1. Canada is bilingual; both English and French are the nation’s official languages.
2. The name ‘Canada’ originates from the aboriginal word ‘kanata’ for land, village, or settlement. The explorer Jacques Cartier was the first to use it on an expedition in 1535 up the St. Lawrence River. The Iroquois used the word kanata to tell Cartier about the route to the village of Stadacona. They referred to it by using the Huron-Iroquois word for settlement or village. Cartier used the word for the entire area, and the name ‘Canada’ was soon applied to the area north of the St. Lawrence River.

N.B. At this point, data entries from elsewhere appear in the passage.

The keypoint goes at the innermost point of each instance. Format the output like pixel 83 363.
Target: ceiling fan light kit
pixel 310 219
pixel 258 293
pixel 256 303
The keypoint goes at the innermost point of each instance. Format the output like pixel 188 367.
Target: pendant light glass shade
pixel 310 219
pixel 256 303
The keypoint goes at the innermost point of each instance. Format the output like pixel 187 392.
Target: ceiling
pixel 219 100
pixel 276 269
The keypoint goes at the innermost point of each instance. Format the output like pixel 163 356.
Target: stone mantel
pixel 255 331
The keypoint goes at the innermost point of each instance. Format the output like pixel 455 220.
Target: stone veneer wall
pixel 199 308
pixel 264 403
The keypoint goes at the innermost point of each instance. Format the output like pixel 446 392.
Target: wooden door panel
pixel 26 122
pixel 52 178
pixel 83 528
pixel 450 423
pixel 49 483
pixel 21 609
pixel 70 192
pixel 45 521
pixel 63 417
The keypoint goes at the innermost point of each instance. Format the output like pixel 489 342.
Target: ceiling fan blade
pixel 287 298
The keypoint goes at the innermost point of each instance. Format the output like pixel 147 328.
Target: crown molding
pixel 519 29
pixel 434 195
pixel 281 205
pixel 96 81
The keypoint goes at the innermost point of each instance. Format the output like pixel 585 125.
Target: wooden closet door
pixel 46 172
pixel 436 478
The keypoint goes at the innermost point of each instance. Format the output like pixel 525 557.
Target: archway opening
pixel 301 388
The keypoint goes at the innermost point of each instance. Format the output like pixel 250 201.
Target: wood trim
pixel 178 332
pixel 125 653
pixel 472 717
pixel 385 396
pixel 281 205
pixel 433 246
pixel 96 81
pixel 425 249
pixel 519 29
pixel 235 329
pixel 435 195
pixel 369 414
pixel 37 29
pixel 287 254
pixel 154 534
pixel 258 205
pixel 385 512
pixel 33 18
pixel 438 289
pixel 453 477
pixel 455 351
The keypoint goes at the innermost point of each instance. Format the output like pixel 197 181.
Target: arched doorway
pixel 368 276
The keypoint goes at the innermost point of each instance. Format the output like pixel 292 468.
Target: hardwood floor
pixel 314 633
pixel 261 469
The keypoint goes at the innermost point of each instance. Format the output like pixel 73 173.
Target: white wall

3. Canada has six separate time zones—Newfoundland, Atlantic, Eastern, Central, Mountain and Pacific.
4. The national animal of Canada is the beaver.
5. The national symbol of Canada is the maple leaf.
6. We do say eh… a lot.
7. Our currency is the Canadian dollar.
8. We eat, sleep and breathe hockey. NHL teams in Canada are the Toronto Maple Leafs, Montreal Canadiens, Ottawa Senators,
Vancouver Canucks, Calgary Flames, Edmonton Oilers, and the Winnipeg Jets.
9. Canada became a nation at the time of Confederation in July 1 1867, Canada Day. On that day, Canada became a unified nation under the name Dominion of Canada.
10. The national anthem is “Oh Canada”
11. The national motto of Canada is, “A Mari usque ad Mare”, which is Latin for ‘from sea to sea.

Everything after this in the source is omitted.